Like all major investment bank stocks, Deutsche Bank's (NYSE: DB) stock has been tumbling since the financial crisis due to lower-trending long-term interest rates and loose monetary policy. Its stock is down almost 55% this year. Another big name, Credit Suisse (NYSE: CS), is down almost 50% this year. Barclays (NYSE: BCS) is down almost 44% this year. UBS (NYSE: UBS), down 25%, and even Wells Fargo (NYSE: WFC), is down 7% this year. Highly prestigious Goldman Sachs (NYSE: GS), is also down almost 7% this year. This article looks at DB's profitability and valuations compared to other top 10 global investment banks, and deduces that there is strong value potential.

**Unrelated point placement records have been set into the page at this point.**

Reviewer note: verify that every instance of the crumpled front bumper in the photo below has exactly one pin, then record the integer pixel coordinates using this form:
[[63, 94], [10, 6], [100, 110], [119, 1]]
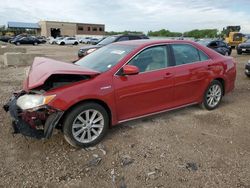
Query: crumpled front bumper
[[50, 117]]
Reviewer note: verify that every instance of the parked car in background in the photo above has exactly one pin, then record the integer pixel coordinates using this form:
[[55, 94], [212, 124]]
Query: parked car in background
[[53, 40], [247, 69], [6, 38], [117, 83], [243, 47], [68, 40], [93, 41], [85, 40], [83, 51], [42, 39], [217, 45], [18, 37], [26, 40]]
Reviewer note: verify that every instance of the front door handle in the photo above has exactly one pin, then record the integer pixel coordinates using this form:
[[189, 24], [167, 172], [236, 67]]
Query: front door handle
[[168, 75]]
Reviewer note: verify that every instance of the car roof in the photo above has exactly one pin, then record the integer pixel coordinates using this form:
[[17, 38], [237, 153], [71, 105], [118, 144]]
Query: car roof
[[148, 42], [151, 42]]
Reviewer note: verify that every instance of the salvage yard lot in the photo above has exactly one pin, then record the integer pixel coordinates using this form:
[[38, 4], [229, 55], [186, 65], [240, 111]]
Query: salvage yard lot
[[189, 147]]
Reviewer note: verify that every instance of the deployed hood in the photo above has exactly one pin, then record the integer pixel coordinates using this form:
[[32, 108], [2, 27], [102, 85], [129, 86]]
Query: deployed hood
[[43, 68]]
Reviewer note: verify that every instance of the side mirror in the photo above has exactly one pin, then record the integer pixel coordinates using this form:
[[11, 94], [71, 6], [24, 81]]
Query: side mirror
[[130, 70]]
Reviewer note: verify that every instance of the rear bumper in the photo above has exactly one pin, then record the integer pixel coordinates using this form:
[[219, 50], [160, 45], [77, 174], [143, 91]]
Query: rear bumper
[[37, 124]]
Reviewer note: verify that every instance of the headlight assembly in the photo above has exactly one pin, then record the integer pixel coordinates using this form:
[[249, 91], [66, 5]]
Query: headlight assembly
[[29, 101]]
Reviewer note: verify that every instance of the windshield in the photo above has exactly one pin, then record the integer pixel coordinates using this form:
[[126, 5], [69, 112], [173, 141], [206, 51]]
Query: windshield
[[107, 40], [104, 58], [204, 42]]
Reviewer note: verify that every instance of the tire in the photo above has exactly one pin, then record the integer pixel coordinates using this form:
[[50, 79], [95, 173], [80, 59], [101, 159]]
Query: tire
[[216, 90], [78, 126]]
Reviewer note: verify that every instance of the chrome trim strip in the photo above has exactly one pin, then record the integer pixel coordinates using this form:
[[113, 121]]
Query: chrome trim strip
[[154, 113]]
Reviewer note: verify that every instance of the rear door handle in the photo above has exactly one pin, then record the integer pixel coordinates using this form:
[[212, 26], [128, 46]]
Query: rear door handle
[[168, 75]]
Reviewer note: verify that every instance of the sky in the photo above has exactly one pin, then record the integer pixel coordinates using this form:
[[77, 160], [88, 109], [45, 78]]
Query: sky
[[133, 15]]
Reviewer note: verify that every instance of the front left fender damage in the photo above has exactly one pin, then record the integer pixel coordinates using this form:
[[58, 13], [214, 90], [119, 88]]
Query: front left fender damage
[[37, 124]]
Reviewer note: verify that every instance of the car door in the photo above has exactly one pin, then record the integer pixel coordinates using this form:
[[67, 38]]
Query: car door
[[191, 73], [24, 40], [149, 91]]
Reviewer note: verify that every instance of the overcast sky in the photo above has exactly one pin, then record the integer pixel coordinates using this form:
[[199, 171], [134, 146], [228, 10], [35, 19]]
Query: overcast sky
[[136, 15]]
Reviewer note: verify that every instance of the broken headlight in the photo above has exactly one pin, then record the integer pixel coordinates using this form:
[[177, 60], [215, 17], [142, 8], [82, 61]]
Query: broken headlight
[[28, 101]]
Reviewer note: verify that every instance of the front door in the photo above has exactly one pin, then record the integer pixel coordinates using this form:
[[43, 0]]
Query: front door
[[191, 73]]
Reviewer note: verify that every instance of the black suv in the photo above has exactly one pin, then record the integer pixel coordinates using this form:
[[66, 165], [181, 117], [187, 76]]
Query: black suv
[[115, 38], [217, 45]]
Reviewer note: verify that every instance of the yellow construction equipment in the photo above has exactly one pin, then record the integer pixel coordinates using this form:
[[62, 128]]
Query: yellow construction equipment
[[233, 36]]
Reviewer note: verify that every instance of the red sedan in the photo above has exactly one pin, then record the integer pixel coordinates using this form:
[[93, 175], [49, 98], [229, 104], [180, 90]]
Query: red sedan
[[117, 83]]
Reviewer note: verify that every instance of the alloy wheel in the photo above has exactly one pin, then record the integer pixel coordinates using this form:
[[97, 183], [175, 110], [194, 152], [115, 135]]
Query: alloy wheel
[[214, 95], [87, 126]]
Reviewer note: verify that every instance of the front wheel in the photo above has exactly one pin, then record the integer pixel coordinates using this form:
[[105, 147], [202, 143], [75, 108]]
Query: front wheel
[[213, 95], [86, 125]]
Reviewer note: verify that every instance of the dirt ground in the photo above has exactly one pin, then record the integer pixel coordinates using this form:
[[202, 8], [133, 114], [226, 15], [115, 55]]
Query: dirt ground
[[190, 147]]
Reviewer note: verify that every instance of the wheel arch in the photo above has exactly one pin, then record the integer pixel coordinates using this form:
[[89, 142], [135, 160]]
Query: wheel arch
[[222, 81], [100, 102]]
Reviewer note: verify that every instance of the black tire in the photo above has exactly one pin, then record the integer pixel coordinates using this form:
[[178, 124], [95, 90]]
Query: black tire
[[205, 103], [72, 117]]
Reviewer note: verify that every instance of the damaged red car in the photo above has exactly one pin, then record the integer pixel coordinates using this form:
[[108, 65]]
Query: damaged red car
[[119, 82]]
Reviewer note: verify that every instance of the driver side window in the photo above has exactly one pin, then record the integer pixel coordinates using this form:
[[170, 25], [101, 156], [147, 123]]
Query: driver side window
[[151, 59]]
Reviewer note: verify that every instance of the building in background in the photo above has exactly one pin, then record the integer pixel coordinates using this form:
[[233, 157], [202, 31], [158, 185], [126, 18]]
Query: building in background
[[55, 29]]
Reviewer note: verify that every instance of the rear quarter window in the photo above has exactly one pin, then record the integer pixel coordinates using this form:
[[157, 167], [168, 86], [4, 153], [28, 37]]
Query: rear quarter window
[[185, 54]]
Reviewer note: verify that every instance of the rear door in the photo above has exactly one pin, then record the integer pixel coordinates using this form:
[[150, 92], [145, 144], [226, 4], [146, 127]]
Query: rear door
[[191, 73], [149, 91]]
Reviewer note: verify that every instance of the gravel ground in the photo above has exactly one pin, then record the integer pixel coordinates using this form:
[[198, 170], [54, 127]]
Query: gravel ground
[[189, 147]]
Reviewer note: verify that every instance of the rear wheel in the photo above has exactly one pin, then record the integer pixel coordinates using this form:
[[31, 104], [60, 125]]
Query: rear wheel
[[86, 125], [213, 95]]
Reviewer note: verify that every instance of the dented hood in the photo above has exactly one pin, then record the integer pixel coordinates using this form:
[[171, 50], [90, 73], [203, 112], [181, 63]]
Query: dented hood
[[42, 68]]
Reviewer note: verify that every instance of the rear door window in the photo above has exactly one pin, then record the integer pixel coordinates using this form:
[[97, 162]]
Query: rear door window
[[185, 54], [150, 59], [123, 39]]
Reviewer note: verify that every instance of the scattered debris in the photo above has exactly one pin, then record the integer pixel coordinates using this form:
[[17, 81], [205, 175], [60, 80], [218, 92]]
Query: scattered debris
[[192, 166], [113, 175], [122, 183], [151, 173], [126, 160], [90, 148], [95, 161]]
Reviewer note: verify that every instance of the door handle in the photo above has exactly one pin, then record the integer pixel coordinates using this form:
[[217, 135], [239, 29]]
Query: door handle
[[168, 75]]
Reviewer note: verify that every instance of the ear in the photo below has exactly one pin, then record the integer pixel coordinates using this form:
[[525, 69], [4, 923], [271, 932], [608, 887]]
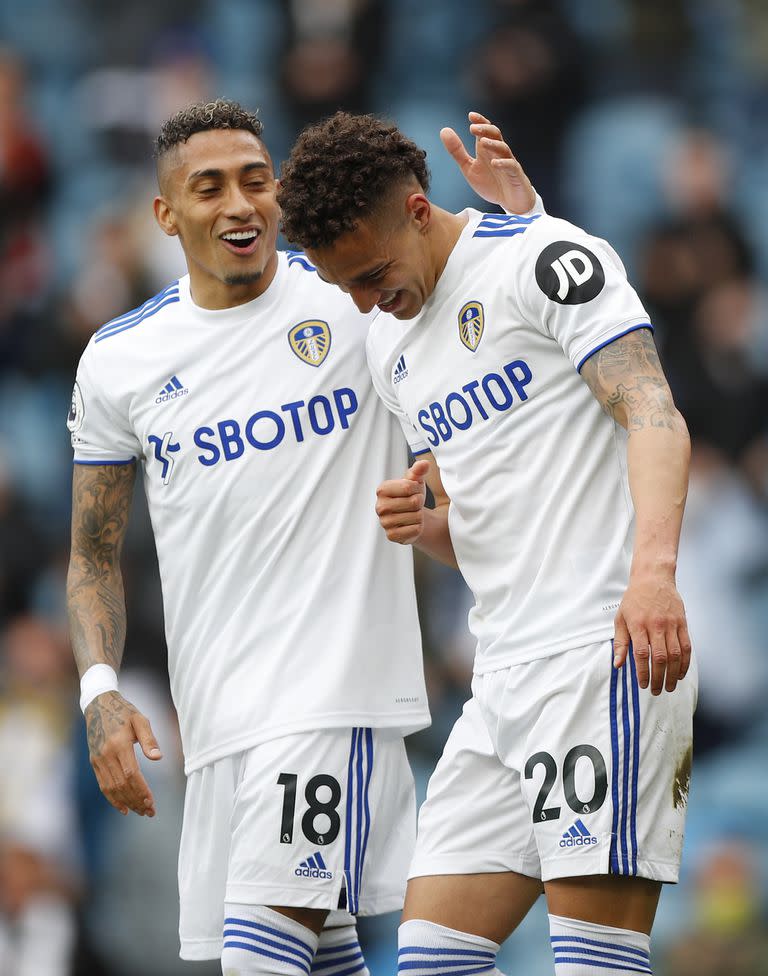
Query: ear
[[419, 210], [164, 217]]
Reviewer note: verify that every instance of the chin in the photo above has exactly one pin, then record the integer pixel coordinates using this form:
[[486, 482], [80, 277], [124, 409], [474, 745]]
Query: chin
[[243, 277]]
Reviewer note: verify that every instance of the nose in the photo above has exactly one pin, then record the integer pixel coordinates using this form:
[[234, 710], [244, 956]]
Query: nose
[[365, 298], [239, 205]]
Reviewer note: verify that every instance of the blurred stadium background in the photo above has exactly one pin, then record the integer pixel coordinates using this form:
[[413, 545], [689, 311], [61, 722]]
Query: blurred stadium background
[[646, 121]]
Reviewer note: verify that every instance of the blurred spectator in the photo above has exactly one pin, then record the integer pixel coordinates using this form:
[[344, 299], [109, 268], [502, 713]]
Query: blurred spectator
[[333, 48], [528, 77], [727, 938], [39, 851]]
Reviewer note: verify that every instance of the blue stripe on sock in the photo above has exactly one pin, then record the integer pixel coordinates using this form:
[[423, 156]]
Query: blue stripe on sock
[[593, 958], [338, 961], [602, 965], [262, 952], [580, 940], [270, 931], [347, 945], [429, 950]]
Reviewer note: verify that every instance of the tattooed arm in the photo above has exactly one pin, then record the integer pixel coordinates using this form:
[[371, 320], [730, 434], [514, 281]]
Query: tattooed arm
[[627, 379], [101, 501]]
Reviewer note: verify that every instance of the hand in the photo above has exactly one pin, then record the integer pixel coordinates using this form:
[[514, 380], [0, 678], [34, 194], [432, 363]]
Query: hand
[[652, 617], [114, 726], [400, 504], [493, 173]]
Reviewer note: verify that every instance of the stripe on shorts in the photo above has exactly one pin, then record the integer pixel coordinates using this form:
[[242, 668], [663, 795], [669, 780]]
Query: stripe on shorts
[[624, 710], [358, 825]]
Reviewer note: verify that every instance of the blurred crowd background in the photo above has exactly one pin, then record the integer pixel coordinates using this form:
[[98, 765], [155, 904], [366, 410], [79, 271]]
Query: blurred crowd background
[[645, 121]]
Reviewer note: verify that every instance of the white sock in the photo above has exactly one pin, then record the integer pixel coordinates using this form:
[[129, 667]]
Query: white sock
[[261, 942], [427, 949], [588, 949], [339, 953]]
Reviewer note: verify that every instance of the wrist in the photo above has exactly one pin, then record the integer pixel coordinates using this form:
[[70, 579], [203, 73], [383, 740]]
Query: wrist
[[97, 680]]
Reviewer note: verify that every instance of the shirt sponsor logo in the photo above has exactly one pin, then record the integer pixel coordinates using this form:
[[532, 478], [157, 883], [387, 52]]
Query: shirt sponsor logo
[[265, 430], [569, 273], [477, 401]]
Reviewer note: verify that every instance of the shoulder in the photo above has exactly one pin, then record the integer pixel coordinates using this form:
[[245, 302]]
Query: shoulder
[[133, 323]]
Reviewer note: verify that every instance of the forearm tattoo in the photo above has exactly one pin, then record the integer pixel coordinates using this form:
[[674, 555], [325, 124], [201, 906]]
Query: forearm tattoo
[[627, 379], [101, 500]]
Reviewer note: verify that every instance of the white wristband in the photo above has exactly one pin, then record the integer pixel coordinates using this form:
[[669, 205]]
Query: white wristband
[[96, 680]]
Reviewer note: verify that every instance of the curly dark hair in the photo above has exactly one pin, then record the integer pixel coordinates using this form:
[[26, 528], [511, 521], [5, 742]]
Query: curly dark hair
[[340, 170], [221, 114]]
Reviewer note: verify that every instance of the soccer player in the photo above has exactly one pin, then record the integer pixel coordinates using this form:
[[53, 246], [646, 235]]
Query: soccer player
[[242, 392], [521, 366]]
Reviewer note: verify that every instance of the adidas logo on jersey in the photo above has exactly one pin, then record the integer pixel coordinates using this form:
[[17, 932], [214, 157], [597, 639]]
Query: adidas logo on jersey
[[577, 836], [400, 371], [173, 389], [313, 867]]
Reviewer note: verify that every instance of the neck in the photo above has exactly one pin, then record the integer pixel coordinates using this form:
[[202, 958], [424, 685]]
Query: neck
[[214, 294], [445, 230]]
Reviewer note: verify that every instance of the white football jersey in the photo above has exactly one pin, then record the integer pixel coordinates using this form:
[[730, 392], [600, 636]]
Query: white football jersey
[[486, 377], [262, 444]]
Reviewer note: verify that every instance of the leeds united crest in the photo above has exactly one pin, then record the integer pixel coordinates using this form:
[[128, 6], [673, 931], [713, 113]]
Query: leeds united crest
[[471, 324], [311, 341]]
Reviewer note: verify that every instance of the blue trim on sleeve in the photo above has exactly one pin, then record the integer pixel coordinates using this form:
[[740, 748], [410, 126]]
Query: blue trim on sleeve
[[96, 463], [634, 328]]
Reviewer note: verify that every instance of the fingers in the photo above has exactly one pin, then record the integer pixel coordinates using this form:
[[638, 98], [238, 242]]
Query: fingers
[[418, 471], [685, 649], [146, 737], [620, 641], [455, 147]]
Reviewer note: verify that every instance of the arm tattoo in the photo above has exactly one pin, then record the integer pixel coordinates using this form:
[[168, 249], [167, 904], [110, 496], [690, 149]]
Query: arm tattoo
[[101, 500], [627, 379]]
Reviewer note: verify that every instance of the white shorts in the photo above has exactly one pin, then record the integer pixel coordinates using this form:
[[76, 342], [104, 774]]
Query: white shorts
[[324, 820], [559, 768]]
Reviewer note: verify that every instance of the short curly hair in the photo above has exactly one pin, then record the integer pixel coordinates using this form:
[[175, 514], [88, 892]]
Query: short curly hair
[[202, 117], [341, 170]]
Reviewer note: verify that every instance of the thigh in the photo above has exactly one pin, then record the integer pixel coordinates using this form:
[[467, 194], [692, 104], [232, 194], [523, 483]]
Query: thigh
[[605, 765], [474, 819]]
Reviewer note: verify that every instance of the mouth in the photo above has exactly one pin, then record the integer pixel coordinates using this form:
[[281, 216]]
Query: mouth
[[241, 242], [392, 304]]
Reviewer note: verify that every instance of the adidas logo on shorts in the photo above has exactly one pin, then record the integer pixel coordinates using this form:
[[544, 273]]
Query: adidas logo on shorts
[[313, 867], [577, 836]]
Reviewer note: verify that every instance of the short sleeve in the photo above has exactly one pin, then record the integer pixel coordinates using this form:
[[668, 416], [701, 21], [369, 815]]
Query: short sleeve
[[574, 287], [416, 442], [99, 434]]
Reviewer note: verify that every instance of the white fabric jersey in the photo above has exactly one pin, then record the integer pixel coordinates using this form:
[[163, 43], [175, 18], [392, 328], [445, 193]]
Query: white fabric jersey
[[262, 443], [486, 377]]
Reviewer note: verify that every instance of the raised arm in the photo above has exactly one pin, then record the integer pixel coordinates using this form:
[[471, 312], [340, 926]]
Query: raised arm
[[101, 501], [627, 379]]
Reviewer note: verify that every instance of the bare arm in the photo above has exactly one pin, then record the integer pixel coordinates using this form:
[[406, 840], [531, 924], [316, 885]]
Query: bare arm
[[627, 379], [401, 511], [101, 501]]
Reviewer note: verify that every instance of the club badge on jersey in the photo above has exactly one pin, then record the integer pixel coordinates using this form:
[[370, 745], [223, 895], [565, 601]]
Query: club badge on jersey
[[311, 341], [471, 325]]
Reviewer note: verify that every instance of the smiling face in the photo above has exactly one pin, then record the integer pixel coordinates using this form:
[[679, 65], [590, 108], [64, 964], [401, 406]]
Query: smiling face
[[218, 195], [387, 261]]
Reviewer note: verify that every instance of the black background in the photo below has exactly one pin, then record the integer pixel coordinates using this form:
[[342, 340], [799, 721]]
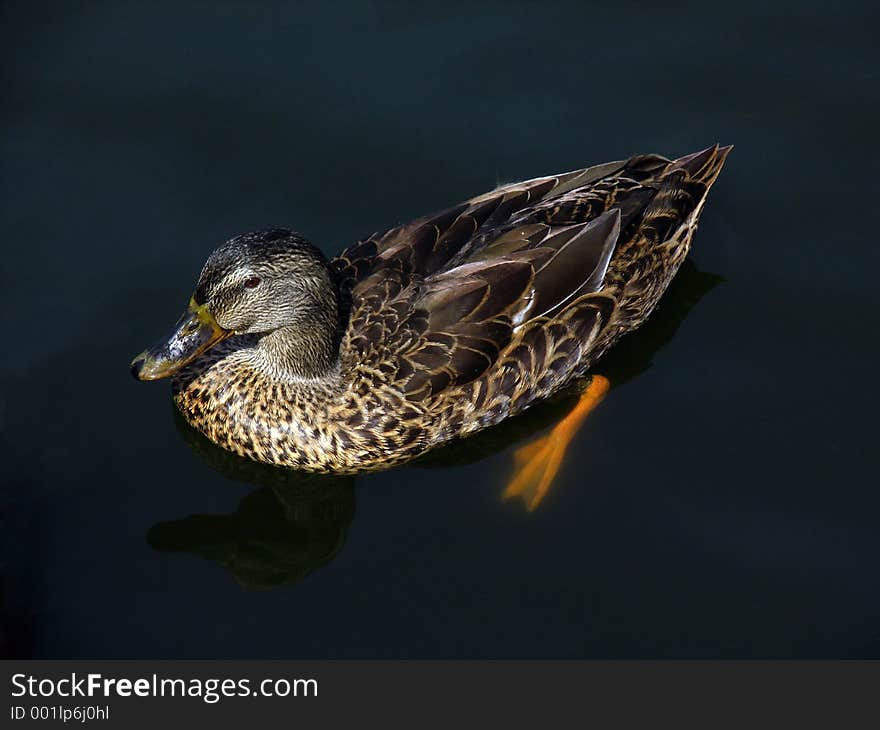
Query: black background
[[721, 504]]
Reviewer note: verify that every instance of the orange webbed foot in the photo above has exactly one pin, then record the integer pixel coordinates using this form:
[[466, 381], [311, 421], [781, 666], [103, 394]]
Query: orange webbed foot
[[537, 463]]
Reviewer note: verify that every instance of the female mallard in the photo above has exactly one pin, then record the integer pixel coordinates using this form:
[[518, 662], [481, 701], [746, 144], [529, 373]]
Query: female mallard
[[435, 329]]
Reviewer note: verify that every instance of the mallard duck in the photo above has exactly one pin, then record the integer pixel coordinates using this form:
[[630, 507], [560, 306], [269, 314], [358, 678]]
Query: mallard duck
[[435, 329]]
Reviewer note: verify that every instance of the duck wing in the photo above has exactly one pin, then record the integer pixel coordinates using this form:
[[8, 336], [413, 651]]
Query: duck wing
[[436, 302]]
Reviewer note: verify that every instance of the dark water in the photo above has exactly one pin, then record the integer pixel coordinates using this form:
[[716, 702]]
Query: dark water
[[722, 501]]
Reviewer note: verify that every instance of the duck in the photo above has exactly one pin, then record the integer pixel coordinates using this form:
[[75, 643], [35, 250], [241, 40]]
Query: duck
[[435, 329]]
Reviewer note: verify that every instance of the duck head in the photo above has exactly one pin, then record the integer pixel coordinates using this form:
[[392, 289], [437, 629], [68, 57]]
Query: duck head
[[271, 281]]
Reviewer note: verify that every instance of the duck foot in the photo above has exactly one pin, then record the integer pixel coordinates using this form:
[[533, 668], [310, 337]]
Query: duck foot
[[537, 463]]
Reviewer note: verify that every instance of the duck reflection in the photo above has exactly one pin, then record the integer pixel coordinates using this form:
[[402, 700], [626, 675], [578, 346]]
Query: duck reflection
[[280, 533], [295, 522]]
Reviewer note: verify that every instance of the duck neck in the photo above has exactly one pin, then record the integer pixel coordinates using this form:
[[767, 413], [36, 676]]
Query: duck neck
[[303, 351]]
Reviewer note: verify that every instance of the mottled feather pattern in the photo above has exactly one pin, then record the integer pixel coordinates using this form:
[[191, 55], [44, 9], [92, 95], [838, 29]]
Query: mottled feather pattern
[[463, 318]]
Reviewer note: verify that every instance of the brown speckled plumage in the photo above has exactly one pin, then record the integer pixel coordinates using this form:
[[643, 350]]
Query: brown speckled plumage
[[459, 320]]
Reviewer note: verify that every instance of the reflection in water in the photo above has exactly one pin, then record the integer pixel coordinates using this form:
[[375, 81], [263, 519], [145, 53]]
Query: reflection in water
[[296, 522], [280, 533]]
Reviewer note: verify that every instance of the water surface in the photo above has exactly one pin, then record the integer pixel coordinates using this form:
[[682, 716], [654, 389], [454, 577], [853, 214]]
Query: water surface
[[721, 502]]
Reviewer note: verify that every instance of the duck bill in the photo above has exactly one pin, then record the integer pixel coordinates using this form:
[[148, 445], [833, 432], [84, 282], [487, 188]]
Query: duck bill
[[195, 332]]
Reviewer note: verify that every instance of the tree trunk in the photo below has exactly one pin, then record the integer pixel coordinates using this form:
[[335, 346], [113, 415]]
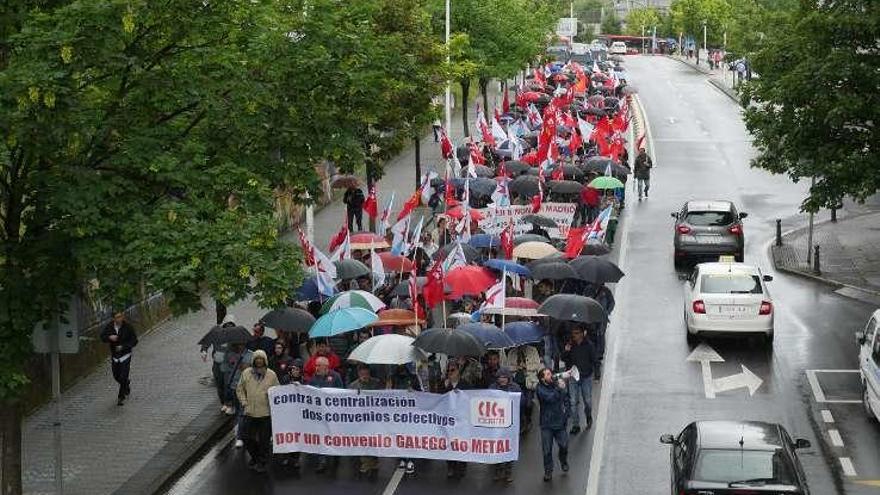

Deutsche Bank was brought up in the news regarding a potential $14B fine a couple days ago to settle claims over its issuance of residential mortgage-backed securities prior to the financial crisis, causing the stock to drop 12% over the last couple trading sessions. DB stock is currently trading at an all-time low of $12.97, and this raises the question of how undervalued the stock is. DB is a prominent top 10 global investment bank, and when global economic conditions improve and rates increase, DB's tough days will soon be forgotten.
Solid Net Interest Margins Over the Past 10 Years
A common profitability measurement for a bank is its net interest margin, which is basically the difference between interest income generated by the bank and the amount of interest paid out, relative to interest-earning assets). Although DB's net interest margin is higher now than it was 4 years ago, current global deflationary pressures have created uncertainty regarding net interest margins for virtually every bank in the global sector.
An at-a-glance analysis compares the average net interest margin of DB relative to other top global investment banks.
DB's average net interest margin over the last years is a strong 1.685%, higher than half of the global investment banks shown in the table I created above. Other stocks like JPMorgan (NYSE: JPM) also have stellar net interest margins and are trading near 52-highs, and don't have as strong valuations, as you'll soon see. As long-term interest rates are expected to rise over the next year or two, DB should continue to profit off of stellar margins and more comfortably control any volatility from net interest margins going forward. In fact, even controlling for the current price per share, DB's price / average net interest margin, scaled by 100, comes in at 7.94x, as shown in the Excel table I created below.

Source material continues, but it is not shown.